Uncertainty surrounding analgesic use for Low Back Pain

28 Mar 2023 • An analysis of the evidence published by The BMJ, finds that there is still a lack of high certainty evidence on the effectiveness and safety of commonly used analgesics for short bouts of low back pain.

Evidence for the comparative effectiveness of analgesics is limited. To fill this knowledge gap, researchers trawled scientific databases for randomised controlled trials comparing analgesic medicines with another analgesic, placebo, or no treatment in patients reporting acute non-specific low back pain.

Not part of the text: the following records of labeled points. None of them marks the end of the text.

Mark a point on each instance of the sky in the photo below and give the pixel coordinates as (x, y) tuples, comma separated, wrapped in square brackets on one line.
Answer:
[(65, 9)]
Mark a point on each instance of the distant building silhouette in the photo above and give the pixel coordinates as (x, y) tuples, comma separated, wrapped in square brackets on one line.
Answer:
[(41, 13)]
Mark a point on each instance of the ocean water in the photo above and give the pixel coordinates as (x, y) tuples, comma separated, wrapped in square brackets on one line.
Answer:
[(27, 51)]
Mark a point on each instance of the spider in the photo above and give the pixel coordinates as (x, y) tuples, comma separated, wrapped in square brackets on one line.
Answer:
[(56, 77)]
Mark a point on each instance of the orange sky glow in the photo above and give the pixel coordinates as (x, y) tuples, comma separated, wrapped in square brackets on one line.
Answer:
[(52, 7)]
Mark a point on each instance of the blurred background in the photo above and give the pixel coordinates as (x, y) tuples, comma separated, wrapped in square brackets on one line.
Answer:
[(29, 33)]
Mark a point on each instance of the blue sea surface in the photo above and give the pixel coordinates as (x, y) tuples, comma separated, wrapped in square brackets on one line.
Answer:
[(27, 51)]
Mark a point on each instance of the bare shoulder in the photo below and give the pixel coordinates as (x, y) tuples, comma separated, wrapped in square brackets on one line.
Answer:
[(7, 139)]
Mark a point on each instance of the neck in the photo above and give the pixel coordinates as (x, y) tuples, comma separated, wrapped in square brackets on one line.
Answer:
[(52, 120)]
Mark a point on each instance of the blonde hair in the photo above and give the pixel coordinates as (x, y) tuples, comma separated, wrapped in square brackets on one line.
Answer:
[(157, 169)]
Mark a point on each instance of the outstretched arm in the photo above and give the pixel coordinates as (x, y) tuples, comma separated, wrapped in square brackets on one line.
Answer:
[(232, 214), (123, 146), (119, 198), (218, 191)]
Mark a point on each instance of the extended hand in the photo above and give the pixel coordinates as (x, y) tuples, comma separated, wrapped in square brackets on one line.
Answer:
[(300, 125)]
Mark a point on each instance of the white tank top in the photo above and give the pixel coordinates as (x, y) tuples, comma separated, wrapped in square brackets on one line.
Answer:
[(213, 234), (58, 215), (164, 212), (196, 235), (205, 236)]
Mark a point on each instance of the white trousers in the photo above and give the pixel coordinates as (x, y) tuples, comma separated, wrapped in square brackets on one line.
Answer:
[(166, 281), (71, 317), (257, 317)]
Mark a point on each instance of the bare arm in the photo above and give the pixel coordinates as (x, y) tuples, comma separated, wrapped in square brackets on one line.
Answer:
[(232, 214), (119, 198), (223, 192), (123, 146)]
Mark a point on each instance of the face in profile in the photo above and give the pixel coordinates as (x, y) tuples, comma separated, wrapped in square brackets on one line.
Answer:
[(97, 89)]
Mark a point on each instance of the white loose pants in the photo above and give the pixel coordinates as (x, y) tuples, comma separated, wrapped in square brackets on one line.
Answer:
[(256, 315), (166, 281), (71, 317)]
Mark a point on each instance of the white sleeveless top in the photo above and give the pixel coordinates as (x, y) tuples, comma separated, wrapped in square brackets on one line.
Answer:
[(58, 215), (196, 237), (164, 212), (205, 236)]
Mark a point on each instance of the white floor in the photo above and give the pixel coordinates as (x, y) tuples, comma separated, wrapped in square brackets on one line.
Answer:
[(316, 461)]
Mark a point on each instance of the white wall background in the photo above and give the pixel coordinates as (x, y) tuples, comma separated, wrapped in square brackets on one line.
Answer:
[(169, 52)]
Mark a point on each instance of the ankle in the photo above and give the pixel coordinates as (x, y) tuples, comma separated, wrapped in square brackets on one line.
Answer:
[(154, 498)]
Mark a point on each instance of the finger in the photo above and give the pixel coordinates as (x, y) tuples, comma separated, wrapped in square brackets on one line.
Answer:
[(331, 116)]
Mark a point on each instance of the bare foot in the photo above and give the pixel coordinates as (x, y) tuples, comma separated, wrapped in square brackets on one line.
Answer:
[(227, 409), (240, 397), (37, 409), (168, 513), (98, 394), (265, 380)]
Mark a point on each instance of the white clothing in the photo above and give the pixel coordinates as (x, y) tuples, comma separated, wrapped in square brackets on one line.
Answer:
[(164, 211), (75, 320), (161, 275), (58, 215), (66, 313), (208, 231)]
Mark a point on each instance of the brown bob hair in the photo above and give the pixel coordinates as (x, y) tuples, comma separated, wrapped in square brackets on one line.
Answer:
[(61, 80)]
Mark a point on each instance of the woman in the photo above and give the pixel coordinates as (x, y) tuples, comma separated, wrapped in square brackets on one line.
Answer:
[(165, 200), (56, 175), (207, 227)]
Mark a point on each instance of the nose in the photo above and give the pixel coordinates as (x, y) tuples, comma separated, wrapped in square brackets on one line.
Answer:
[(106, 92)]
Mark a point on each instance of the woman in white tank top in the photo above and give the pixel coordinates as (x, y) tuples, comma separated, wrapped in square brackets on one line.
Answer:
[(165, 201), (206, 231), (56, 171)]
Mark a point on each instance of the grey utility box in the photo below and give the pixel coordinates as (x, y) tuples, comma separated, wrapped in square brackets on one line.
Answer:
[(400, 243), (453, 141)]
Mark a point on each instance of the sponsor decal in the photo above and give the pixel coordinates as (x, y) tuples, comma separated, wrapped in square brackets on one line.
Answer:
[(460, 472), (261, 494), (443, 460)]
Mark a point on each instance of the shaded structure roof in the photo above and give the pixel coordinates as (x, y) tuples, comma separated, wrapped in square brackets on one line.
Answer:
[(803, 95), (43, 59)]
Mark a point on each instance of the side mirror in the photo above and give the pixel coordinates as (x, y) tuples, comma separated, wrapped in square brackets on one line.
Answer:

  • The review involved 98 randomized controlled trials that included 15,134 adults (49% women) aged 30-60 years with pain duration ranging from 24 hours to 21 days. The median baseline pain intensity was 65 on a pain scale of 0 to 100.
  • The main measures of interest were low back pain intensity at the end of treatment (on a 0-100 point scale) and safety (number of participants who reported any adverse event during treatment).
  • The trials included non-steroidal anti-inflammatory drugs, paracetamol, opioids, anti-convulsant drugs, muscle relaxants and corticosteroids.
  • The researchers noted low or very low confidence in evidence for reduced pain intensity (around 25 points) after treatment with muscle relaxant tolperisone, anti-inflammatory drug aceclofenac plus muscle relaxant tizanidine, and the anti-convulsant drug pregabalin, compared with placebo.
  • Very low confidence was also noted in evidence for large reductions in pain intensity (around 20 points) for four medicines, such as the muscle relaxant thiocolchicoside and anti-inflammatory drug ketoprofen, moderate reductions (10-20 points) for seven medicines, including anti-inflammatory drugs aceclofenac, etoricoxib and ketorolac, and small reductions (5-10 points) for three medicines including ibuprofen and paracetamol.
  • Low or very low confidence evidence suggested no difference between the effects of several of these medications.

Our review of analgesic medicines for acute non-specific low back pain found considerable uncertainty around effects for pain intensity and safety,” they write. As such, they say clinicians and patients “are advised to take a cautious approach to the use of analgesic medicines.”